Between the European Quarter and the Old Town, you can find the Royal Palace and Parc de Bruxelles. We visited the Coudenberg, an ancient basement beneath the palace. To the North of Parc de Bruxelles, a small park that is good for relaxing, you can find the Belgian Parliament.
To the southwest of the city center, in Upper Town, you can find the Marolles quarters with the huge, impressive but decadent Palace of Justice (under renovation) at Place Polaert where you have amazing views of the Lower Town. The square is also the beginning of the exclusive shopping road Avenue de Louise, and Place Louise. Along the road Rue de Régence you can find the small but beautiful park and square Petit-Sablon, as well as the gothic church with the same name.
To the North you can find the financial district with the majority of Brussels skyscrapers. In the Northern outskirts, you can find the impressive landmark Atomium with its futuristic architecture from the 1958 world exhibition, that we also visited inside. Next to Atomium is Mini-Europe, a theme park with miniatures of buildings in EU countries.

MY EXPERIENCE

We visited Brussels for 3 days as a part of a 5 day tour to Belgium and a one day visit to the Graspop rock festival.
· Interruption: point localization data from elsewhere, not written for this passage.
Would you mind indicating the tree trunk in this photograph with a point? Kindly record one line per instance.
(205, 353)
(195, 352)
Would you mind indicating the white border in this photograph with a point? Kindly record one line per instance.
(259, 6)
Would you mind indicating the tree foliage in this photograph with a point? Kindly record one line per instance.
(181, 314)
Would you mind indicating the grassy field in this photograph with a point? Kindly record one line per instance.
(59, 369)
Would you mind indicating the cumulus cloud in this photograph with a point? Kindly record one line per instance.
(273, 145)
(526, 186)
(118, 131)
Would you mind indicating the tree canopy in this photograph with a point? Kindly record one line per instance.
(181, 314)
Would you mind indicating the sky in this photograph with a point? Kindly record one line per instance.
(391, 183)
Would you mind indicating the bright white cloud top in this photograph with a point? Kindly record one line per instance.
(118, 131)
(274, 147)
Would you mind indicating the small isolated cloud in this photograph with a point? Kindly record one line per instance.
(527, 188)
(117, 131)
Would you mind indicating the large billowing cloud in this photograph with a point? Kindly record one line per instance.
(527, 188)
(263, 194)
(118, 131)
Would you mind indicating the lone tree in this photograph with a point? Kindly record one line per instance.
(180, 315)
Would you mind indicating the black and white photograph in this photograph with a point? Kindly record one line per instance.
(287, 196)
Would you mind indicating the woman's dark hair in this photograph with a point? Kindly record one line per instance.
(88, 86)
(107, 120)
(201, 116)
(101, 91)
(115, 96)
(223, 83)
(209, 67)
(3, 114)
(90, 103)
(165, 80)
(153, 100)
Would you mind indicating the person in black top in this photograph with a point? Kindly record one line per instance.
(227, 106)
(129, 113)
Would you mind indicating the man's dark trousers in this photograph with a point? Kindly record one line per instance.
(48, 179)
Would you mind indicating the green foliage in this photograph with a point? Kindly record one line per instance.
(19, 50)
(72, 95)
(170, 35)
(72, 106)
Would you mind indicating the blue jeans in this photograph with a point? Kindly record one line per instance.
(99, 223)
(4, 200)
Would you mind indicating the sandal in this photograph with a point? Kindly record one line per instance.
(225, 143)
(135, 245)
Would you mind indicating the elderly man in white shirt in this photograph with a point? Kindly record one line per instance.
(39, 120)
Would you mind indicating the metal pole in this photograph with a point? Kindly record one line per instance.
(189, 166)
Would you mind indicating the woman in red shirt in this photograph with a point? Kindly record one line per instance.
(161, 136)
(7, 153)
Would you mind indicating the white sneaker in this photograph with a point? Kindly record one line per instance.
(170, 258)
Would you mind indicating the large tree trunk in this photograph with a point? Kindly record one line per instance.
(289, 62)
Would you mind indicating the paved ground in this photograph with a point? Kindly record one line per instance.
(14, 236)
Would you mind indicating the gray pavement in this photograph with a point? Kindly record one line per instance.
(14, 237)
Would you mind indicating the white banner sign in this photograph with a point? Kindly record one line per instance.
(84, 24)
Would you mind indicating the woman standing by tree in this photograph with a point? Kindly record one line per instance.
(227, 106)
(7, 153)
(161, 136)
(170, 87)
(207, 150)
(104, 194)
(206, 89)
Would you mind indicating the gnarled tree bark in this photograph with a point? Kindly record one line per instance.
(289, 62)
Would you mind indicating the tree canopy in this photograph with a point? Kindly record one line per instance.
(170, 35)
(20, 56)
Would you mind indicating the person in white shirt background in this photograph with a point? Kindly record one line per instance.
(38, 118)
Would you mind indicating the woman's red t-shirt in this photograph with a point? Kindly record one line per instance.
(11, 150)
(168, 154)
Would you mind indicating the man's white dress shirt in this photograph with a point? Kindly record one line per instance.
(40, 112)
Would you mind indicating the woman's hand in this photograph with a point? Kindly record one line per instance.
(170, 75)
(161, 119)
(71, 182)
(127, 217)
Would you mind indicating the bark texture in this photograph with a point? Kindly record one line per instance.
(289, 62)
We arrived at the large Brussels Airport.
Despite the lack of water and a lot of grey EU buildings, I liked Brussels a lot as a tourist attraction; the mix of old buildings and futuristic buildings, the beautiful squares, parks, the magnificent food and drinks and the large number of rare museums make this city unique!
The weather was mixed -grey and sunny, and some heavy showers also occured. Grey weather is very common in Belgium, even summertime.
During our visit in June 2014, World Football Championship was going on, so the streets and pubs were really lively. As a contrast to that, the streets were almost empty on Saturday and Sunday during our visit. It was a bit grey and rainy and we were not in the old town these days, but still strange to see so less people outdoors in central Brussels, especially since this is common weather in Belgium.
The infrastructure of Brussels is good. The city has metro, trams and buses. The trams are modern but we didn’t use it since the city center is very pedestrian friendly and we needed the metro to get to the outskirts. The metro system is working good but a bit worn; the underground trains are not very modern and some stations look really bohemic with no escalators. Brussels have several train stations, the central station is not the largest.
Food in Belgium is really good, the meatballs are really tasty for example, and you can find food from Belgian restaurants as well as international kitchen (Italian, Asian, Spanish, French etc). Belgium is also famous for its beer, waffles and chocolate that is in top class, and of course we tried it!
Traffic can be really harsh during rush hours, since there are many cars –Belgium is not by far as bike friendly as the Netherlands- and the streets are really small, so you often see cars stucked in the middle of an intersection. At one occasion, we watched about 10 incident that nearly lead to accidents in just a few minutes! Even if the traffic can be aggressive, motorists generally stop for pedestrians.
It felt pretty safe to walk around in central Brussels, even after dark. The only problems we had were with some Romanian beggars that tried to fool tourists. Don’t let them make you sing anything, it’s just a scam!
We stayed at the 4 star Renaissance Brussels Hotel at the Rue du Parnasse in the European Quarter, right next to the huge EU Parliament. The location is about 15 minutes walk to the Old town, and even closer to the Royal Palace. The hotel is a modern 7-storey building with elegant but a bit impersonal interior. It has 262 rooms and is part of the Marriott/Renaissance chain. The room was really large and nice with a large flatscreen TV, a large king size bed and a long corridor. It was furnished in earth colours and had views over a small street. The staff were very friendly, but the breakfast is really expensive (25 euro and 15 euro with discount) so it is hardly worth the money, and they made a mistake to charge to much, that was corrected later after many e-mails. But for the hotel over all we got really good value for money. The hotel has a bar, a Starbucks, a restaurant, a gym and a pool in the basement.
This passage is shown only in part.